Map.Entry<K,V>> is defined inside Map<K,V>, and represents
a key-value pair. Iteration and removal work as for keySet().
The AbstractMap<K,V> class
- Provides skeletal implementation of Map interface.
- Only entrySet() is left abstract
- But put() throws UnsupportedOperationException
The SortedMap<K,V> subinterface
- It extends Map<K,V>
- Guarantees that iterator defined over a "collection view" of the map will iterate in ascending key order
- Provides access to Comparator if one is being used instead of the "natural order" (Comparable) of keys
The TreeMap<K,V> class
- Extends AbstractMap<K,V>
- Implements SortedMap<K,V> (and thus Map<K,V> also)

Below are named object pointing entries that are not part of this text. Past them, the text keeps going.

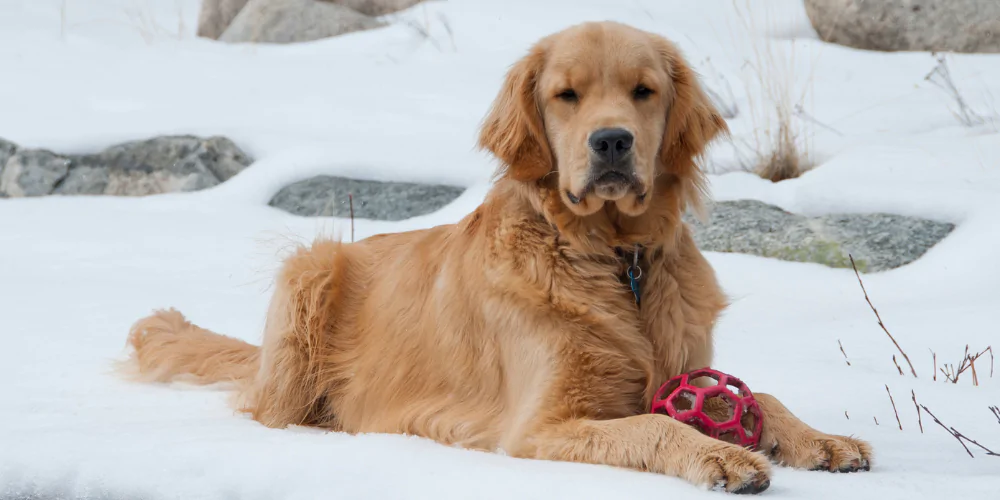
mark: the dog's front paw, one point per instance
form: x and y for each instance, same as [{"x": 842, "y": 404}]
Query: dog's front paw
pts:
[
  {"x": 737, "y": 470},
  {"x": 813, "y": 450}
]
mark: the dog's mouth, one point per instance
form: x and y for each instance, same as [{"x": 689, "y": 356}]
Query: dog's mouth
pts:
[{"x": 611, "y": 185}]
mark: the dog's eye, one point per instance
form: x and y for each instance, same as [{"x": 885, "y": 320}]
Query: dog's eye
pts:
[
  {"x": 642, "y": 92},
  {"x": 568, "y": 95}
]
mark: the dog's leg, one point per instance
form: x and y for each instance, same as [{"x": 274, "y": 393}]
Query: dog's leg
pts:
[
  {"x": 293, "y": 383},
  {"x": 654, "y": 443},
  {"x": 793, "y": 443}
]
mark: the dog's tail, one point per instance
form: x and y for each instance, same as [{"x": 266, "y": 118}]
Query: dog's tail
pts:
[{"x": 166, "y": 347}]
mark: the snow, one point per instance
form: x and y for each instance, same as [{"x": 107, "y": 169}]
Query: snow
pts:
[{"x": 79, "y": 75}]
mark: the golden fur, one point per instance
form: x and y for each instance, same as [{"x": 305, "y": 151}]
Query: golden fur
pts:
[{"x": 512, "y": 329}]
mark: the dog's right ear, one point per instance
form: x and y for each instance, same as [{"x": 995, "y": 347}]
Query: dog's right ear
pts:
[{"x": 513, "y": 130}]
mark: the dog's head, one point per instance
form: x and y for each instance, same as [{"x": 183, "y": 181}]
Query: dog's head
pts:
[{"x": 607, "y": 109}]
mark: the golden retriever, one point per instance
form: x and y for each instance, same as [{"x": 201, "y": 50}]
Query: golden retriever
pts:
[{"x": 515, "y": 328}]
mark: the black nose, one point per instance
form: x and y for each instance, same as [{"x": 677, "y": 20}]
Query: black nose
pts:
[{"x": 611, "y": 144}]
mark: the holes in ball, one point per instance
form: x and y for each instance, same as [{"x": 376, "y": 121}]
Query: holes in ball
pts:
[
  {"x": 704, "y": 380},
  {"x": 697, "y": 424},
  {"x": 669, "y": 389},
  {"x": 730, "y": 437},
  {"x": 749, "y": 422},
  {"x": 685, "y": 400},
  {"x": 737, "y": 387},
  {"x": 720, "y": 408}
]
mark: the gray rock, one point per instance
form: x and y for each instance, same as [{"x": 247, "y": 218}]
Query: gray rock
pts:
[
  {"x": 160, "y": 165},
  {"x": 216, "y": 16},
  {"x": 876, "y": 241},
  {"x": 909, "y": 25},
  {"x": 328, "y": 196},
  {"x": 33, "y": 172},
  {"x": 290, "y": 21},
  {"x": 376, "y": 7}
]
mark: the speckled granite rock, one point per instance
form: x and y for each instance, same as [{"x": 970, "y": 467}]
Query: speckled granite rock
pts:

- Includes a constructor that takes Comparator argument
- If comparator is provided, it will be used instead of natural order
- Implemented using a Red-Black tree
- It meets specification of SortedMap, thus any iterator over a collection view will return
values in ascending order of associated key
- Its put() method will attach new Entry as BST leaf on the tree, then call
private fixAfterInsertion() method
- "Path rule" is not an immediate problem since new node is Red and so does not add Black node to path.
- Need to ensure "Red rule". New nodes are added as Red so to meet the rule, its parent cannot be red.
- May have to change parent color to ensure Red rule and this can cause Path rule violation, and if so that has to be addressed.
- Its deleteEntry() method will remove Entry as it would for BST node, then call
private fixAfterDeletion() method to rebalance.
Using a TreeMap to sort an existing list
Beware: the list can contain duplicate values but the map cannot contain duplicate keys!
Handle this by associating a "count" value with each key -- the number of times it appears in list
- Iterate through list and for each element:
- Determine if this element is already a key in the map
- If not, add it with count of 1 as its value
- If so, increment the matching map entry's count value
- Clear the list
- Get an entrySet() (collection view) for the map
- Iterate through the entry set and for each entry:
- Loop for "count" times (the value for that entry)
- For each loop iteration, add the key to the list
Think about the running time of this sort! What is it?
Set, SortedSet, AbstractSet, TreeSet
- Part of Java Collections Framework
- A set does not allow duplicate elements (can have one null)
- Like the list classes, and unlike the map classes, these are based on Collection and Iterable
- Similar relationships to each other as Maps have
- Set<E> is interface that extends Collection<E> and Iterable<E>
- SortedSet<E> is interface that extends Set<E>
- AbstractSet<E> is abstract class that extends AbstractCollection<E> and implements Set<E>
- TreeSet<E> is class that extends AbstractSet<E> and implements SortedSet<E>
- By implementing SortedSet, TreeSet assures that the iterators it provides will
return elements in ascending order according to natural order (or comparator, if provided to TreeSet constructor)
- TreeSet implementation uses a TreeMap instance variable to hold the collection!
- Result is logarithmic time complexity for the critical operations of adding and removing values
- Recall that TreeMap entries contain Key-Value pair
- The TreeSet element is stored as the key
- PRESENT (a static final Object) is stored as the value for all entries!